Classifications

• • C—CHEMISTRY; METALLURGY
  • C30—CRYSTAL GROWTH
  • C30B—SINGLE-CRYSTAL GROWTH; UNIDIRECTIONAL SOLIDIFICATION OF EUTECTIC MATERIAL OR UNIDIRECTIONAL DEMIXING OF EUTECTOID MATERIAL; REFINING BY ZONE-MELTING OF MATERIAL; PRODUCTION OF A HOMOGENEOUS POLYCRYSTALLINE MATERIAL WITH DEFINED STRUCTURE; SINGLE CRYSTALS OR HOMOGENEOUS POLYCRYSTALLINE MATERIAL WITH DEFINED STRUCTURE; AFTER-TREATMENT OF SINGLE CRYSTALS OR A HOMOGENEOUS POLYCRYSTALLINE MATERIAL WITH DEFINED STRUCTURE; APPARATUS THEREFOR
  • C30B15/00—Single-crystal growth by pulling from a melt, e.g. Czochralski method
  • C30B15/02—Single-crystal growth by pulling from a melt, e.g. Czochralski method adding crystallising materials or reactants forming it in situ to the melt
  • C30B15/04—Single-crystal growth by pulling from a melt, e.g. Czochralski method adding crystallising materials or reactants forming it in situ to the melt adding doping materials, e.g. for n-p-junction
• • C—CHEMISTRY; METALLURGY
  • C30—CRYSTAL GROWTH
  • C30B—SINGLE-CRYSTAL GROWTH; UNIDIRECTIONAL SOLIDIFICATION OF EUTECTIC MATERIAL OR UNIDIRECTIONAL DEMIXING OF EUTECTOID MATERIAL; REFINING BY ZONE-MELTING OF MATERIAL; PRODUCTION OF A HOMOGENEOUS POLYCRYSTALLINE MATERIAL WITH DEFINED STRUCTURE; SINGLE CRYSTALS OR HOMOGENEOUS POLYCRYSTALLINE MATERIAL WITH DEFINED STRUCTURE; AFTER-TREATMENT OF SINGLE CRYSTALS OR A HOMOGENEOUS POLYCRYSTALLINE MATERIAL WITH DEFINED STRUCTURE; APPARATUS THEREFOR
  • C30B15/00—Single-crystal growth by pulling from a melt, e.g. Czochralski method
  • C30B15/002—Continuous growth
• • Y—GENERAL TAGGING OF NEW TECHNOLOGICAL DEVELOPMENTS; GENERAL TAGGING OF CROSS-SECTIONAL TECHNOLOGIES SPANNING OVER SEVERAL SECTIONS OF THE IPC; TECHNICAL SUBJECTS COVERED BY FORMER USPC CROSS-REFERENCE ART COLLECTIONS [XRACs] AND DIGESTS
  • Y10—TECHNICAL SUBJECTS COVERED BY FORMER USPC
  • Y10T—TECHNICAL SUBJECTS COVERED BY FORMER US CLASSIFICATION
  • Y10T117/00—Single-crystal, oriented-crystal, and epitaxy growth processes; non-coating apparatus therefor
  • Y10T117/10—Apparatus
  • Y10T117/1024—Apparatus for crystallization from liquid or supercritical state
  • Y10T117/1032—Seed pulling

Definitions

• the field relates generally to the preparation of ingots of semiconductor or solar-grade material, more particularly, to methods and devices for loading and dispensing dopant during the production of ingots .

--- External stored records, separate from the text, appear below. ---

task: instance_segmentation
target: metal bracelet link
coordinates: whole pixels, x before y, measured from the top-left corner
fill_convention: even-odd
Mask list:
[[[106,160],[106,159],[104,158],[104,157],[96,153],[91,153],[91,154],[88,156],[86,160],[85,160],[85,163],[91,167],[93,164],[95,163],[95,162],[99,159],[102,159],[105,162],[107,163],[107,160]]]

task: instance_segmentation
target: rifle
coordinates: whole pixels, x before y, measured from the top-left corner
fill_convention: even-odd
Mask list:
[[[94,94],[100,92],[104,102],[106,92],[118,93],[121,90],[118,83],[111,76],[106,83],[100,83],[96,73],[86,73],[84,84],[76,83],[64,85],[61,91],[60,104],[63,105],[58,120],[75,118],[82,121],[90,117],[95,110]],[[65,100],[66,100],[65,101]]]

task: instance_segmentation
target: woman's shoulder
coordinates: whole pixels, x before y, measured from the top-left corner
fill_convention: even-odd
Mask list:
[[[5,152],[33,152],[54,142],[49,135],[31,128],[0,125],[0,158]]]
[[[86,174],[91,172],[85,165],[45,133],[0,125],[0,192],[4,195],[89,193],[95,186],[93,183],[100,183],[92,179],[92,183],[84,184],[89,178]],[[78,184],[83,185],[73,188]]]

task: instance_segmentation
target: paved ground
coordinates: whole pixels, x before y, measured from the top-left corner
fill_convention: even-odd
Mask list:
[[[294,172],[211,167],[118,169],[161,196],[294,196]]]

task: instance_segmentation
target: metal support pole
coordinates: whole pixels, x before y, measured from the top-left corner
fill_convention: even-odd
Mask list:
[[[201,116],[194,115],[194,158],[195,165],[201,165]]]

• Single crystal silicon which is the starting material for most processes for the fabrication of semiconductor electronic devices and solar cells, is commonly prepared by the so-called Continuous Czochralski (“CCz”) or Czochralski (“Cz”) methods.

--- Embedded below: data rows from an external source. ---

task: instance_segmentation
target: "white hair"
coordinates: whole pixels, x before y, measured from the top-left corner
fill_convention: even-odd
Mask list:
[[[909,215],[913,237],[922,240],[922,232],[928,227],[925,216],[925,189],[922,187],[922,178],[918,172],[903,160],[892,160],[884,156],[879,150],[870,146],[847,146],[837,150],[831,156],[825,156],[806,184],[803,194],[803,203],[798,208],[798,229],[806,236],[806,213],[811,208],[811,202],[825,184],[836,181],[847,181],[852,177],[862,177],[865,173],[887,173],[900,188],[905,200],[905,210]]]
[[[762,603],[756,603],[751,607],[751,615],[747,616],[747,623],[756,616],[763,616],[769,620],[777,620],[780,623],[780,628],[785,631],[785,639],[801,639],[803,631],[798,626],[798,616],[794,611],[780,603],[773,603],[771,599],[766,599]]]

• CCz Continuous Czochralski
• Cz Czochralski
• polysilicon in the form of solid feedstock material is charged to a crucible and melted, a seed crystal is brought into contact with the molten silicon or a melt, and a single crystal is grown by slow extraction.
• Dopant may be added to the melt to achieve a desired resistivity in the silicon.
• the silicon melt is doped by feeding a dopant into the melt from a feed hopper located above the silicon melt.
• the typical loading process of the feed hopper includes individually placing small pellets into a dispenser tube of the dopant dispenser or feed hopper by hand. In some applications, an operator may need to
• pellets e.g. 600 or more pellets, individually position a large number of pellets, e.g., 600 or more pellets, in the dispenser tube.
• a large number of pellets e.g. 600 or more pellets
• a first aspect is a dopant funnel for loading dopant pellets into a dispenser tube of a dopant dispenser.
• the dopant funnel includes a cup for holding the dopant pellets, and a shaft.
• the cup has a restrictor to meter the number of dopant pellets and to orient the dopant pellets.
• the shaft is in alignment with the restrictor for delivering the dopant pellets from the cup to the dispenser tube .
• Another aspect is a method for loading a dispenser tube of a dopant dispenser for use in a crystal pulling system with a dopant funnel having a cup connected through a restrictor with a shaft.
• the method includes loading the cup of the dopant funnel with randomly oriented dopant pellets, positioning the shaft in alignment with the dispenser tube, and causing a vibrating movement of the dopant funnel to induce movement of the dopant pellets with respect to the dopant funnel .
• Figure 1 is a front elevation of a dopant funnel in accordance with one embodiment
• Figure 2 is a top view of the dopant funnel in accordance with Figure 1 ;
• Figure 3 is a side view of the dopant funnel in accordance with Figures 1-2;
• Figure 4 is a front perspective view of the dopant funnel in accordance with Figures 1-3, loading a plurality of dopant pellets into a dispenser tube of a dispenser .
• Corresponding reference characters indicate corresponding parts throughout the several views of the drawings .
• a dopant funnel for use in loading dopant is generally indicated at 100.
• the funnel 100 is configured for loading dopant pellets into a dispenser tube of a dopant dispenser of a single-crystal pulling system, though other applications of the funnel are contemplated.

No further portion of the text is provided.